In my code I have loop in which I construct and over determined linear system and try to solve it:
#pragma omp parallel for
for (int i = 0; i < n[0]+1; i++) {
The thread safety of Armadillo's solve()
function depends (only) on the BLAS library that you use. The LAPACK implementations are thread safe when BLAS is. The Armadillo solve()
function is not thread safe when linking to the reference BLAS library. However, it is thread safe when using OpenBLAS. Additionally, ATLAS provides a BLAS implementation that also mentions it is thread safe, and the Intel MKL is thread safe as well, but I have no experience with Armadillo linked to those libraries.
Of course, this only applies when you run solve()
from multiple threads with different data.
Are you sure your systems are over determined? solve_ud
in your stack trace says otherwise. Though you have solve_od
too, and probably that's nothing to do with the issue. But it doesn't hurt to find why that's happening and fix it if you think the systems should be od.
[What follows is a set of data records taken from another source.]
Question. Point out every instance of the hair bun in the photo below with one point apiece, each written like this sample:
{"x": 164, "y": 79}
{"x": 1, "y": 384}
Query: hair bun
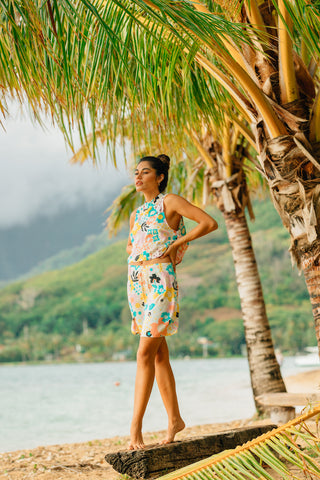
{"x": 164, "y": 159}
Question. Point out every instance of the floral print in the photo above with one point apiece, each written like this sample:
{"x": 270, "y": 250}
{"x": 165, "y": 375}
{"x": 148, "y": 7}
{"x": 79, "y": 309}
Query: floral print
{"x": 153, "y": 299}
{"x": 151, "y": 235}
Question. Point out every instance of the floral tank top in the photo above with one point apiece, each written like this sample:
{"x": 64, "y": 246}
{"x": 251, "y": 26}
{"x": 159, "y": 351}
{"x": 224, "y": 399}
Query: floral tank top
{"x": 151, "y": 235}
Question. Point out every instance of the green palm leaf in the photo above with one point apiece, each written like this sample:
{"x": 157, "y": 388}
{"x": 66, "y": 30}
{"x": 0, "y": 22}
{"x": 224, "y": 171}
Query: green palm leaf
{"x": 291, "y": 451}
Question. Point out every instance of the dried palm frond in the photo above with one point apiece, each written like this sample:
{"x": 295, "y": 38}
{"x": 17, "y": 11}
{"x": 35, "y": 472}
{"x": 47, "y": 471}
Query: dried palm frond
{"x": 291, "y": 451}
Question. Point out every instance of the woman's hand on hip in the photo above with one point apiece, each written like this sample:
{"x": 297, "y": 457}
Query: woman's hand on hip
{"x": 171, "y": 252}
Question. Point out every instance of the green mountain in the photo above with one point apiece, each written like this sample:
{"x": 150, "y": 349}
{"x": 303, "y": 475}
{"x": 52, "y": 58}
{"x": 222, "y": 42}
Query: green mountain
{"x": 80, "y": 313}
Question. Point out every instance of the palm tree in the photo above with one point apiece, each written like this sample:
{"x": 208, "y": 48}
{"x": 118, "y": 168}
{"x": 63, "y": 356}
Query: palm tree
{"x": 219, "y": 176}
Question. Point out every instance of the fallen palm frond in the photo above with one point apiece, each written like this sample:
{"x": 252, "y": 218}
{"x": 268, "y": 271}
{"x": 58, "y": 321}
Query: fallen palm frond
{"x": 291, "y": 451}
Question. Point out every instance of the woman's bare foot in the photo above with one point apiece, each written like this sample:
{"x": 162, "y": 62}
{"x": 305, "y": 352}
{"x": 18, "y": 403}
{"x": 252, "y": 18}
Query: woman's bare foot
{"x": 136, "y": 440}
{"x": 173, "y": 430}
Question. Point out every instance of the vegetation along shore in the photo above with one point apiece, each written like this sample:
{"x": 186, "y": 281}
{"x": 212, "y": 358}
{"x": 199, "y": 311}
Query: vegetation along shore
{"x": 80, "y": 312}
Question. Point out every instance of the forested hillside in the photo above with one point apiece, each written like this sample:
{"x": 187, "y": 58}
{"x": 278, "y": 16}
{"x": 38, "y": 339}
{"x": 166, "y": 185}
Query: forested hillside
{"x": 80, "y": 313}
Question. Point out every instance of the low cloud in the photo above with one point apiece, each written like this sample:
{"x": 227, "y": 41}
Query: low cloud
{"x": 36, "y": 177}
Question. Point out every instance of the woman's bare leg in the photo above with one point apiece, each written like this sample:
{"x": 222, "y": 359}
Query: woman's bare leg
{"x": 147, "y": 350}
{"x": 167, "y": 387}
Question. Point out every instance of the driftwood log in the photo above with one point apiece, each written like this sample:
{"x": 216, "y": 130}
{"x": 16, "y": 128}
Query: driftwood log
{"x": 156, "y": 460}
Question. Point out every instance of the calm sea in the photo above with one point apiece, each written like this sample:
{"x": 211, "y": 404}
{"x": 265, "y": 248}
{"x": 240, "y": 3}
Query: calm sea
{"x": 50, "y": 404}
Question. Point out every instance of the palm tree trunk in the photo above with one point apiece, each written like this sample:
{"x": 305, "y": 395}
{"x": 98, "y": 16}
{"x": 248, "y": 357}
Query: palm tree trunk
{"x": 264, "y": 369}
{"x": 310, "y": 264}
{"x": 292, "y": 167}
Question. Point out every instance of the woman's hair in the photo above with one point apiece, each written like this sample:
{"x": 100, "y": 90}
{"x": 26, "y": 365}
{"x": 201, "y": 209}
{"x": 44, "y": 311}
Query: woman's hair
{"x": 160, "y": 164}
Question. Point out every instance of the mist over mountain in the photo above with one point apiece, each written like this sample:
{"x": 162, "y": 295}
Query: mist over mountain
{"x": 23, "y": 248}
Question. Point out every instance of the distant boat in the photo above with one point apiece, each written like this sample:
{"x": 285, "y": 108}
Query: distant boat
{"x": 310, "y": 359}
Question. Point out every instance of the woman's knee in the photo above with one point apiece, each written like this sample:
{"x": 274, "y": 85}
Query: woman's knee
{"x": 146, "y": 352}
{"x": 162, "y": 355}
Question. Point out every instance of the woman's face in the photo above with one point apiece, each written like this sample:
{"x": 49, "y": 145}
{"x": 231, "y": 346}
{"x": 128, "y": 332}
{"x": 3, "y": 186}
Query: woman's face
{"x": 146, "y": 177}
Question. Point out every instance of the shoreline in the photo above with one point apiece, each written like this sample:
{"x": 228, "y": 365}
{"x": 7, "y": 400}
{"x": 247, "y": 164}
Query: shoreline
{"x": 85, "y": 460}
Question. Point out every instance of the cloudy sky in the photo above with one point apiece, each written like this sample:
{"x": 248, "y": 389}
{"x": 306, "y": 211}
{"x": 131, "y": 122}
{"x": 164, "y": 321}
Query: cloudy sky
{"x": 36, "y": 177}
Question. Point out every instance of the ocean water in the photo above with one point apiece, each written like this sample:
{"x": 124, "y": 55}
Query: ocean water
{"x": 50, "y": 404}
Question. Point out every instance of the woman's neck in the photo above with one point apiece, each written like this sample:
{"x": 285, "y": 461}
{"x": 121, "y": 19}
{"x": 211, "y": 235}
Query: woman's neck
{"x": 148, "y": 196}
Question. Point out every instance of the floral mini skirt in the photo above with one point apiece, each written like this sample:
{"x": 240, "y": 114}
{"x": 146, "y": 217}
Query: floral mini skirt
{"x": 153, "y": 299}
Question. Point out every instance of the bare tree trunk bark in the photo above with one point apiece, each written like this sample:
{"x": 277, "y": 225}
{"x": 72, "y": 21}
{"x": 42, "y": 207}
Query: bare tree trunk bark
{"x": 264, "y": 369}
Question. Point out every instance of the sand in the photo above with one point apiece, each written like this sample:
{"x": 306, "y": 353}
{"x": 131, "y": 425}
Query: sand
{"x": 86, "y": 460}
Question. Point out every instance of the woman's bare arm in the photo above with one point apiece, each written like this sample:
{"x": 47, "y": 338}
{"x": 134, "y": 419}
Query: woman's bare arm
{"x": 129, "y": 244}
{"x": 206, "y": 224}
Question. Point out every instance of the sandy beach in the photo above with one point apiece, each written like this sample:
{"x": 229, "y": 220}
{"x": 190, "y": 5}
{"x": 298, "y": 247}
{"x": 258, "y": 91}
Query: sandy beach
{"x": 86, "y": 460}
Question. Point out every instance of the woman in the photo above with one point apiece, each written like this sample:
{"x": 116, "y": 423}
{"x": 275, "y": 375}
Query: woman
{"x": 156, "y": 244}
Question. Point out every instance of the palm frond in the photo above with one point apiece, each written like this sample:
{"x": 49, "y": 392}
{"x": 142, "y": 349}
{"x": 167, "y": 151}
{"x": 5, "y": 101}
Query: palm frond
{"x": 291, "y": 451}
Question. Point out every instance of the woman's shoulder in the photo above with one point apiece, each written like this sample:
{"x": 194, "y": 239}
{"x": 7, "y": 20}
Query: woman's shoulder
{"x": 171, "y": 199}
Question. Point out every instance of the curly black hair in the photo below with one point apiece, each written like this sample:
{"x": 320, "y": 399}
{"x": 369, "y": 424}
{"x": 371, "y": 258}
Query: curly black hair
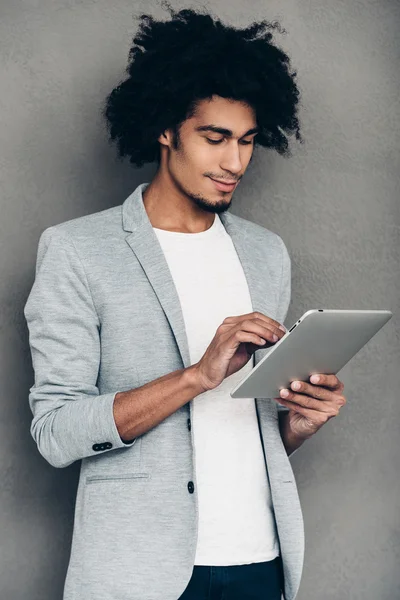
{"x": 174, "y": 64}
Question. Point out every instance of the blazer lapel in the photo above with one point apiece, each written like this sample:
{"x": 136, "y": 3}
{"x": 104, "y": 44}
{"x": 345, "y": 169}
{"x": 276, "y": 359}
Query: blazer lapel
{"x": 144, "y": 243}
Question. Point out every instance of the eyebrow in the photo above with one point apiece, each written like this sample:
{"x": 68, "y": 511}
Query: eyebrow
{"x": 224, "y": 131}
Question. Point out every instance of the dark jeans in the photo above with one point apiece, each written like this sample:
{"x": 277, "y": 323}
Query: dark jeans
{"x": 256, "y": 581}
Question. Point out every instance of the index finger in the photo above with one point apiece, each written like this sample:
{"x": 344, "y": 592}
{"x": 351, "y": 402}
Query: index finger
{"x": 269, "y": 320}
{"x": 257, "y": 315}
{"x": 330, "y": 380}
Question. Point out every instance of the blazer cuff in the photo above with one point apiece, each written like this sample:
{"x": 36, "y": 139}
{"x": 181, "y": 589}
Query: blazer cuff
{"x": 78, "y": 429}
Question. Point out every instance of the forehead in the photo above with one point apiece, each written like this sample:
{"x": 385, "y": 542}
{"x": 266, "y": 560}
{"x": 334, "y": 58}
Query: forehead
{"x": 223, "y": 112}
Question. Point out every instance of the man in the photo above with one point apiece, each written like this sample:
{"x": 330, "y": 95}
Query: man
{"x": 144, "y": 316}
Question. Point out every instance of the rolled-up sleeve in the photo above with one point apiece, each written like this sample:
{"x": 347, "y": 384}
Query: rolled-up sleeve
{"x": 71, "y": 419}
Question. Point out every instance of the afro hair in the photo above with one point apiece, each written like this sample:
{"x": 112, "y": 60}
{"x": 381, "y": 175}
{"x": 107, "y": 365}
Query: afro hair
{"x": 173, "y": 65}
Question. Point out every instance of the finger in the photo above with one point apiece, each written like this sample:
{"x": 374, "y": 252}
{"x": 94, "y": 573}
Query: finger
{"x": 330, "y": 381}
{"x": 314, "y": 416}
{"x": 255, "y": 315}
{"x": 308, "y": 401}
{"x": 313, "y": 390}
{"x": 252, "y": 325}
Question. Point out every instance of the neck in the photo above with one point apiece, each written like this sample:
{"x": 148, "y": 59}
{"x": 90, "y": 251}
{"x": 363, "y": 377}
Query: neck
{"x": 169, "y": 208}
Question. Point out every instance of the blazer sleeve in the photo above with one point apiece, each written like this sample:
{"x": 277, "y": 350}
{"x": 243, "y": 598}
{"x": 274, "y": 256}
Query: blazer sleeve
{"x": 284, "y": 294}
{"x": 71, "y": 420}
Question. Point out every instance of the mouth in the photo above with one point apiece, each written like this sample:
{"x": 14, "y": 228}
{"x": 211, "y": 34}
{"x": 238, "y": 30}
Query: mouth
{"x": 224, "y": 187}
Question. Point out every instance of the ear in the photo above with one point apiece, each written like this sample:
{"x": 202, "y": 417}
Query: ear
{"x": 165, "y": 138}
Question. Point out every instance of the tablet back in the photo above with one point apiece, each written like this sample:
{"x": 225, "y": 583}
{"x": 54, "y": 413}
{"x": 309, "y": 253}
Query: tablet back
{"x": 321, "y": 341}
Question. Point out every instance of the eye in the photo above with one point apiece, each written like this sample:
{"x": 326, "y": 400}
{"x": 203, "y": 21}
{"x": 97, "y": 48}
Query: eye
{"x": 210, "y": 141}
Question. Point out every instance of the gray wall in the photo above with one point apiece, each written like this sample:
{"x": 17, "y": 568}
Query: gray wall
{"x": 335, "y": 203}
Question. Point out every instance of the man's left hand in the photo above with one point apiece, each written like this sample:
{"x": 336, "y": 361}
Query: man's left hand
{"x": 313, "y": 404}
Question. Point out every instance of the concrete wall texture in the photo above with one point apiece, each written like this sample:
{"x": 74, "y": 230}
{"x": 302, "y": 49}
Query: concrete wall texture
{"x": 335, "y": 203}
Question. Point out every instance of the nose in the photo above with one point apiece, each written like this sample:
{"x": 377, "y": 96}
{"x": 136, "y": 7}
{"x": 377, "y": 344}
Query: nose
{"x": 231, "y": 161}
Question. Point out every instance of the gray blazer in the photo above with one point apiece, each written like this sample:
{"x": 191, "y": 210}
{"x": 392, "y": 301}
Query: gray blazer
{"x": 104, "y": 316}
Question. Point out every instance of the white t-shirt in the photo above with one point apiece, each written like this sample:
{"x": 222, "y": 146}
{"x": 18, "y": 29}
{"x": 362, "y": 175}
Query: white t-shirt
{"x": 236, "y": 520}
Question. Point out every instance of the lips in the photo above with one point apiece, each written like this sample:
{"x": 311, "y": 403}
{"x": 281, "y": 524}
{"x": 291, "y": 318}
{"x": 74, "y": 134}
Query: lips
{"x": 225, "y": 187}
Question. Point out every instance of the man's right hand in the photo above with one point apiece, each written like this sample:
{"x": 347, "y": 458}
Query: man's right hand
{"x": 235, "y": 341}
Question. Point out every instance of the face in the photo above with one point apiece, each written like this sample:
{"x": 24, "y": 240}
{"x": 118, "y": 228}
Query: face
{"x": 202, "y": 154}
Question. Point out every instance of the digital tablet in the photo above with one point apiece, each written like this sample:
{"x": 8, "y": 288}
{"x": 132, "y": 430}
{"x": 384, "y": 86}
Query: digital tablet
{"x": 321, "y": 341}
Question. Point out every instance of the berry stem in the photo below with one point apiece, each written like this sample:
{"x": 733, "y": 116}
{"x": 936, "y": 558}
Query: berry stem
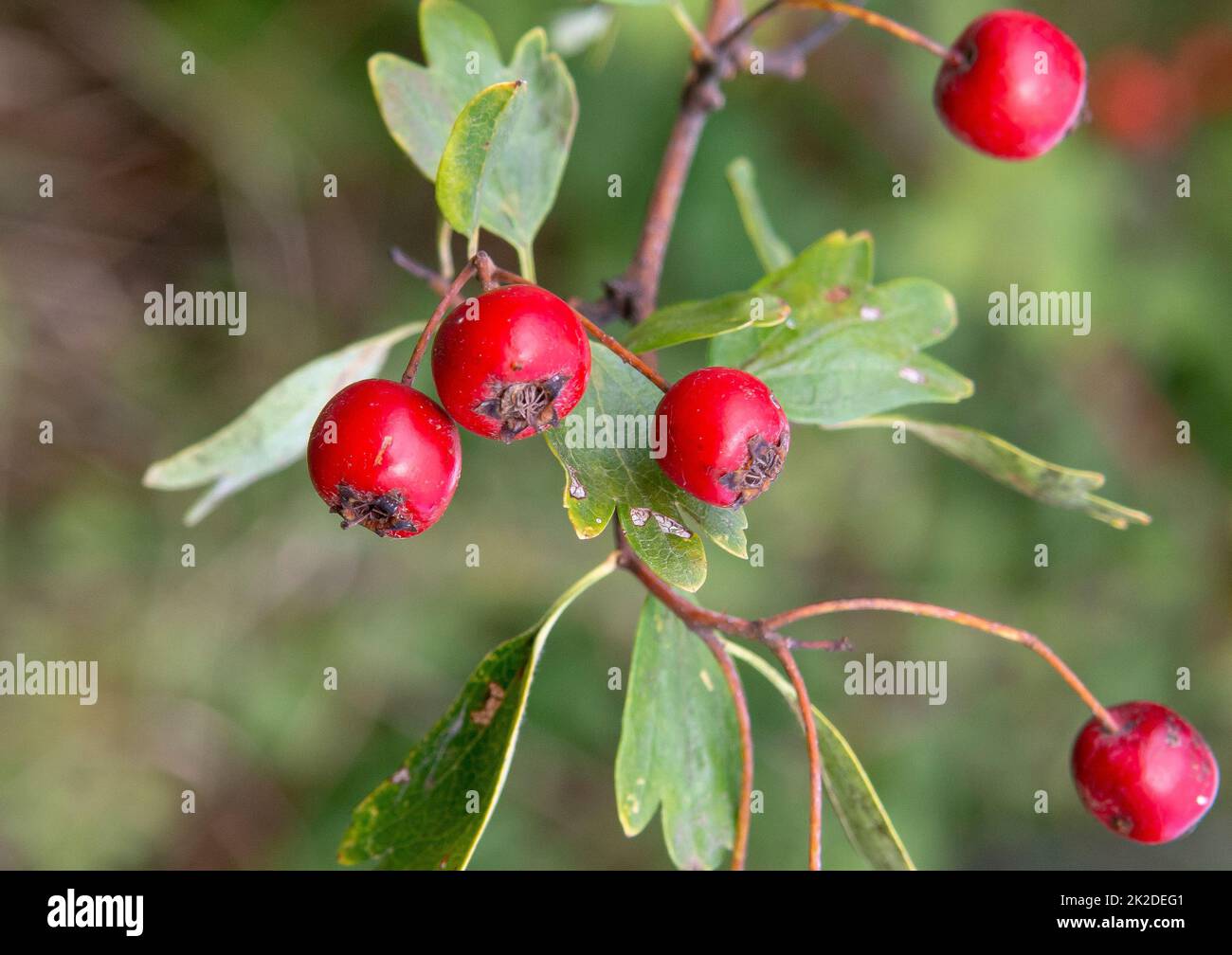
{"x": 426, "y": 336}
{"x": 444, "y": 248}
{"x": 607, "y": 340}
{"x": 955, "y": 616}
{"x": 857, "y": 12}
{"x": 781, "y": 650}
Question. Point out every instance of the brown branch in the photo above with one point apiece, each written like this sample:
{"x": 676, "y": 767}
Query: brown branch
{"x": 489, "y": 276}
{"x": 637, "y": 290}
{"x": 879, "y": 23}
{"x": 480, "y": 262}
{"x": 814, "y": 753}
{"x": 955, "y": 616}
{"x": 789, "y": 60}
Is armadillo solve() thread safe?
That I think depends on your lapack version, also see this. Looking at the code of solve_od
all the variables accessed seem to be local. Note the warning in the code:
NOTE: the dgels() function in the lapack library supplied by ATLAS 3.6 seems to have problems
Thus it seems only lapack::gels
can cause trouble for you. If fixing lapack is not possible, a workaround is to stack your systems and solve a single large system. That probably would be even more efficient if your individual systems are small.